Anthropological relevance of reconciliation
The term reconciliation offers a splendid insight into our relational character as humans. Reconciliation always presupposes a preceding relational rupture.
It is well known that contemporary philosophical reflection, thanks above all to personalism, has widely re-evaluated the notion of relationship, putting it in connection with that of identity and thus making a decisive contribution to overcoming interpretations of identity uncritically based on modern individualism and subjectivism, which understandably struggled to account for the anthropological relevance of reconciliation.
That is why we must first of all focus on this decisive aspect of relationships.
Only in the light of the intimate connection between relationship and identity will it be clear that reconciliation, insofar as it re-establishes relationships that were previously interrupted, is by no means a secondary element, a simple “making peace” with others and with God, but touches, on the contrary, our deepest identity as humans. Reconciliation is about our very being.

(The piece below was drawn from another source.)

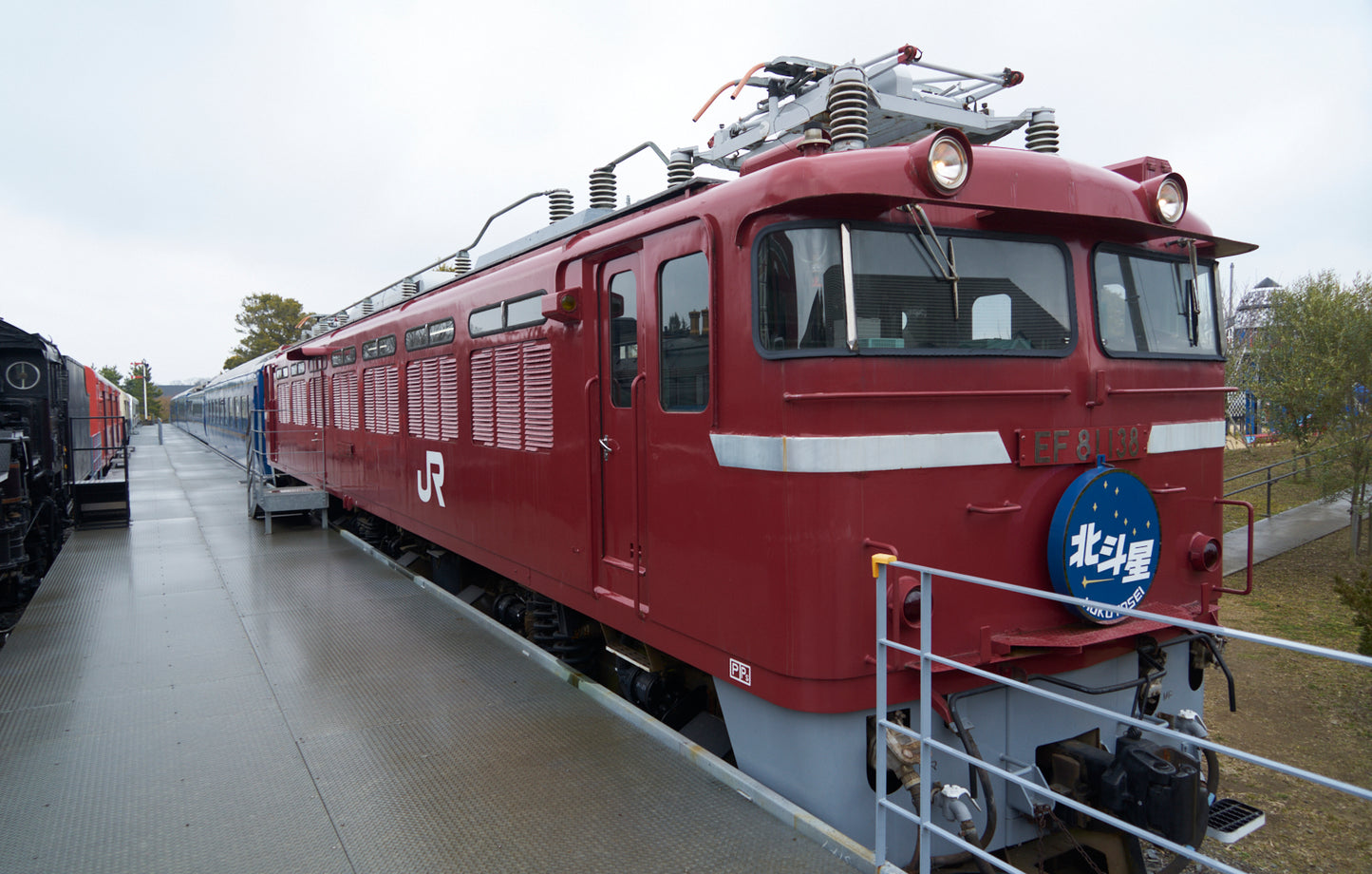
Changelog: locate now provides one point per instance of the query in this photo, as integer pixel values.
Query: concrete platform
(1285, 531)
(191, 694)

The human being is a structurally related being, in the sense that the human is constituted as a man and as a woman precisely from and thanks to the network of relationships in which that person is concretely inserted. And that has been the case since the beginning of each individual’s life. The human person is, in fact, not only from a biological point of view, but also from a social and anthropological one, the result of a relationship between a man and a woman. Any sons and daughters are almost the embodiment of their relationship. Human beings do not bring about their own existence but emerge from the relationship that unites their parents. And this filial relationship between parents and children involves masculinity or femininity, which are therefore not only a biological and cultural fact, but also anthropological, precisely because they indicate, with the language of the body, a structural being in relationship with and for someone. This is something every human experiences.